Los estragos que ha causado la ola invernal en Cundinamarca no pueden verse como un episodio más de la temporada de lluvias. Hay que tener claro que son también anuncio de las nuevas realidades climáticas y en esa medida deben dejar lecciones en cuanto a la manera de afrontarlos y cómo prevenir que las lluvias causen tantos daños. Las tragedias, como tantas veces se ha dicho, no son naturales. Siempre es posible adelantarse.

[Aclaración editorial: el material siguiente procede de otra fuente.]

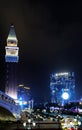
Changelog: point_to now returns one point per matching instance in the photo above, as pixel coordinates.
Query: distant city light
(65, 95)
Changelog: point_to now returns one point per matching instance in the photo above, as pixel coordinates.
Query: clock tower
(11, 59)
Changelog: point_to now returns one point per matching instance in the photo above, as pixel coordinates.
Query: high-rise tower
(62, 86)
(11, 59)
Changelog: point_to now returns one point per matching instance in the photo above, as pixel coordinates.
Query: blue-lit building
(62, 87)
(11, 59)
(24, 95)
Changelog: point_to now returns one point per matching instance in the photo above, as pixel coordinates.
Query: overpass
(9, 104)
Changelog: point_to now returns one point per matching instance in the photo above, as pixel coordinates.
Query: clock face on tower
(11, 51)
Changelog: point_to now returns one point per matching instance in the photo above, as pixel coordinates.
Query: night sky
(49, 38)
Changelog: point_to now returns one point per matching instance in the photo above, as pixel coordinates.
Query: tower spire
(11, 59)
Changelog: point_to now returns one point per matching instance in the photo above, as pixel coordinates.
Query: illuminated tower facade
(62, 86)
(11, 59)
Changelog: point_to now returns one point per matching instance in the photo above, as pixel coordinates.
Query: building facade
(11, 59)
(62, 87)
(24, 95)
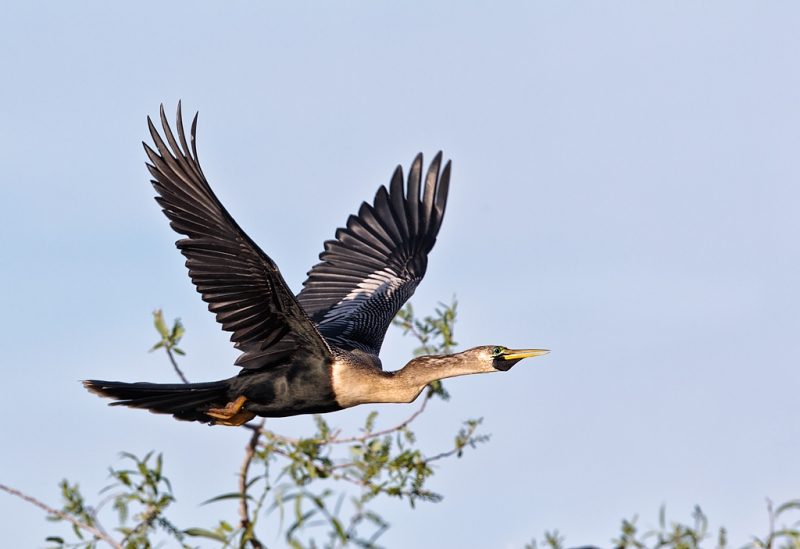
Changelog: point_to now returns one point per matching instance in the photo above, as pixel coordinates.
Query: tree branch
(248, 458)
(97, 533)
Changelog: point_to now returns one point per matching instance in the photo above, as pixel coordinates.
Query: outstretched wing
(377, 261)
(240, 283)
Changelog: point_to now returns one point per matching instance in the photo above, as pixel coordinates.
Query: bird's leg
(232, 413)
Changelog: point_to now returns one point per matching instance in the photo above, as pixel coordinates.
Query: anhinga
(318, 351)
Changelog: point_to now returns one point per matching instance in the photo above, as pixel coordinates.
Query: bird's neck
(354, 385)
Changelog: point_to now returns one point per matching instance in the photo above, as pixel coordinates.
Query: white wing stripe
(378, 282)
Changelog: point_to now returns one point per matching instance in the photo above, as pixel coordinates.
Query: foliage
(676, 535)
(310, 482)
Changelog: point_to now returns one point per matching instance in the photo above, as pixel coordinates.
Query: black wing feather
(377, 260)
(240, 283)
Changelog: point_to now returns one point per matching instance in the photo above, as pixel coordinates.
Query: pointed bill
(519, 354)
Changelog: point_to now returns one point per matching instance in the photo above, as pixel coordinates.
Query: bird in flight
(315, 352)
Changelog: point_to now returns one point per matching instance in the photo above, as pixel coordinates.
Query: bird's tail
(186, 401)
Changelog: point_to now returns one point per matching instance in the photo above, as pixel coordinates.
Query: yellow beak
(511, 354)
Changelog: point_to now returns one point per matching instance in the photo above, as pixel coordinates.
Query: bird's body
(318, 351)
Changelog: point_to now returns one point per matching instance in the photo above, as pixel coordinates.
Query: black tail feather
(183, 400)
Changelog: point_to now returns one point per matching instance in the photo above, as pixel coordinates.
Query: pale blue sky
(625, 192)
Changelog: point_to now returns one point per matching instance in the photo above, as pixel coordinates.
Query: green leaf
(231, 495)
(158, 320)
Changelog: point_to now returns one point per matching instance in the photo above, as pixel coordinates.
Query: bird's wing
(240, 283)
(377, 261)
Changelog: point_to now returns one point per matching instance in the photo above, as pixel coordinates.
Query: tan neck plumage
(354, 385)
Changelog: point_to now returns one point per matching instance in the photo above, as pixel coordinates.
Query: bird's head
(502, 358)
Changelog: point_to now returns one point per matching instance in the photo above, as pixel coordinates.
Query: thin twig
(366, 436)
(244, 514)
(175, 364)
(147, 521)
(98, 533)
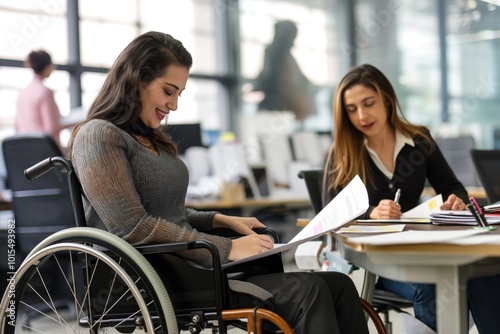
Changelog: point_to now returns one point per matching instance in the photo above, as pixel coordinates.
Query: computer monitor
(185, 135)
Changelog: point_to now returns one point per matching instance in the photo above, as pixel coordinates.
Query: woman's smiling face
(366, 109)
(160, 96)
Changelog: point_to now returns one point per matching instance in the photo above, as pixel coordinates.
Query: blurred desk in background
(5, 206)
(477, 192)
(247, 207)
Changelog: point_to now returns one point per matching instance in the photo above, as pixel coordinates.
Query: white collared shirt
(401, 140)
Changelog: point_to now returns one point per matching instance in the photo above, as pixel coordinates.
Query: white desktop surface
(449, 266)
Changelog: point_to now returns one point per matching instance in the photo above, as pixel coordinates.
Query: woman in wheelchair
(134, 185)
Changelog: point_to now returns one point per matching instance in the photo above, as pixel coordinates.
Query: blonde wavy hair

Las imágenes de ríos desbordados, familias evacuadas y vías colapsadas en municipios como Sibaté, Cajicá,Tena, Soacha y La Mesa son testimonio de una emergencia que exige más que atenciones coyunturales, que desde luego son necesarias. Es momento de hablar con franqueza sobre lo que está fallando en atención y prevención de desastres y sobre lo que debe hacerse de cara a un clima cada vez más incierto e inclemente.
El primer paso es la preparación. Cada municipio debería contar, por norma y por sensatez, con una partida presupuestal suficiente para sus cuerpos de bomberos y para planes de atención de desastres. No se trata de gastos superfluos, sino de inversiones vitales que pueden salvar vidas y evitar daños mayores. Pero lo anterior no obsta para advertir que el ordenamiento territorial es otro frente crítico. Los planes de ordenamiento territorial deben actualizarse con urgencia, integrando los nuevos mapas de riesgo que deja la alteración climática. Seguir construyendo en zonas vulnerables o cerca de cauces inestables es una receta segura para la tragedia.
En suma, la solidaridad interinstitucional también debe jugar un papel clave. Bogotá puede –y debería– estar más dispuesta a apoyar al departamento, con recurso humano y, por ejemplo, maquinaria amarilla, especialmente ahora que la emergencia desborda las capacidades locales en algunos casos. Que esta ola invernal no se repita sin que algo estructural haya cambiado.